OneCrawler¶

OneCrawler is an async Python crawling framework for discovering URLs, extracting links, and scraping structured content.

The framework is designed around a practical crawler workflow:

Discover candidate URLs from sitemaps or browser-based link traversal.
Filter and limit those URLs to the section you actually care about.
Scrape the selected pages with either heuristic extraction or structured GenAI extraction.
Save the result in the format your application needs.

Recommended first path

Start with sitemap discovery, store the URL list, then scrape those URLs in a separate step. This gives you cleaner retries and easier debugging.

Why OneCrawler Exists¶

Many crawling projects start as small scripts and become hard to maintain once they need retries, concurrency, browser rendering, sitemap fallback, URL filtering, and structured extraction. OneCrawler gives those concerns a shared settings model and a few focused async engines so production scripts stay readable.

Crawling needs boundaries

Always set reasonable limits, filters, retries, and concurrency. Clear crawl boundaries protect both your job and the target site.

Use it when you are building:

content ingestion pipelines for news, blogs, catalogs, or documentation sites
search indexing jobs
data collection scripts for analysis or monitoring
internal tools that need repeatable URL discovery and content extraction
prototypes that may later become scheduled crawler jobs

Use GenAI for semantics, not bulk text

Heuristic extraction is the better default for large text extraction jobs.
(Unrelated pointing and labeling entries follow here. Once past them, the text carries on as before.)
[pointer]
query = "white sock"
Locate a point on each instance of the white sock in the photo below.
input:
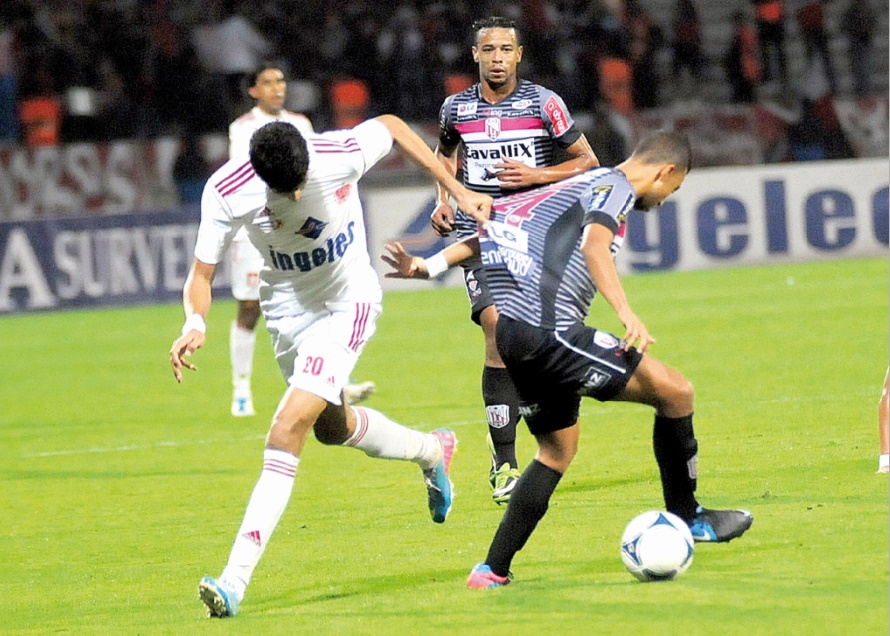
(264, 510)
(242, 342)
(380, 437)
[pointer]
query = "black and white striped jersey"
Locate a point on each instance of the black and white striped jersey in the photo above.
(525, 126)
(531, 249)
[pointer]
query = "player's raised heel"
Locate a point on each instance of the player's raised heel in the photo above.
(438, 484)
(719, 526)
(219, 596)
(482, 578)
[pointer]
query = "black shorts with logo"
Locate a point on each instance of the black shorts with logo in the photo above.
(477, 288)
(553, 370)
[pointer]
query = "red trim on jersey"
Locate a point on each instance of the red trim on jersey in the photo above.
(236, 179)
(558, 116)
(519, 123)
(325, 146)
(361, 426)
(362, 311)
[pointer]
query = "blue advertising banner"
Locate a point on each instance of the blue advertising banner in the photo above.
(98, 261)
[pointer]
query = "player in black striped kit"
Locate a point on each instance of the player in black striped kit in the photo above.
(508, 131)
(547, 252)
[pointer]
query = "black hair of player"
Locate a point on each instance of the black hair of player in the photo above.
(494, 22)
(665, 146)
(254, 76)
(279, 155)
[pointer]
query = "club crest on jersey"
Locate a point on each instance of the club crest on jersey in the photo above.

Use GenAI when you need summaries, classification, field normalization, or a typed schema.

Recommended Workflow¶

Start with sitemap discovery whenever possible. A sitemap is usually the fastest, cleanest, and least expensive way to collect URLs because it avoids opening many browser pages just to discover links.

import asyncio

from onecrawler import CrawlerSettings, UniversalSiteMap


async def main():
    settings = CrawlerSettings(
        link_extraction_limit=500,
        include_link_patterns=["/news/*"],
        concurrency=10,
    )

    sitemap = UniversalSiteMap(settings)
    urls = await sitemap.run("https://example.com")
    print(f"Found {len(urls)} URLs")


if __name__ == "__main__":
    asyncio.run(main())

If the site has no useful sitemap, use LinkExtractionEngine:

shallow for links present on one page
deep for recursive same-site traversal

Then pass the final URL list to ScraperEngine.

Choosing The Right Tool¶

Goal	Recommended feature	Why
Collect most public URLs quickly	`UniversalSiteMap`	Uses `robots.txt`, common sitemap paths, nested sitemap indexes, and optional HTML fallback
Inspect one listing page	shallow link extraction	Lower crawl cost and easier to reason about
Explore a site section recursively	deep link extraction	Follows internal links until your settings limit
Extract readable article text	heuristic scraping	Fast, deterministic, and does not require model calls
Produce strongly typed output	GenAI scraping with a Pydantic schema	Best fit when downstream systems require a stable structured shape
Avoid noisy crawls	`include_link_patterns`	Keeps discovery focused on URL paths you trust

Documentation Map¶

Installation: package setup, browser requirements, optional extras
Quick start: first complete discovery and scraping workflows
Configuration: crawler settings and configuration
Link Extraction: LinkExtractionEngine and link discovery
Sitemap Discovery: UniversalSiteMap and URL collection
Scraping Engine: ScraperEngine and content extraction
Settings Configuration: CrawlerSettings and configuration classes
API reference: public classes exported from onecrawler
Troubleshooting: common failures and fixes

Production Principles¶

Prefer sitemaps before crawling pages. They are faster, friendlier to target sites, and usually more complete than what a browser can discover from navigation pages.

Constrain every job. Set link_extraction_limit, include_link_patterns, concurrency, request_timeout, and max_retries explicitly so a crawl behaves predictably when the target site changes.

Use heuristic scraping by default. It is cheaper and more repeatable. Move to GenAI when you need semantic interpretation, field normalization, or structured output in a predefined Pydantic schema.

Treat browser crawling as the heavier tool. It is useful for JavaScript-rendered pages and dynamic link discovery, but it has more moving parts than sitemap parsing or direct HTTP fetching.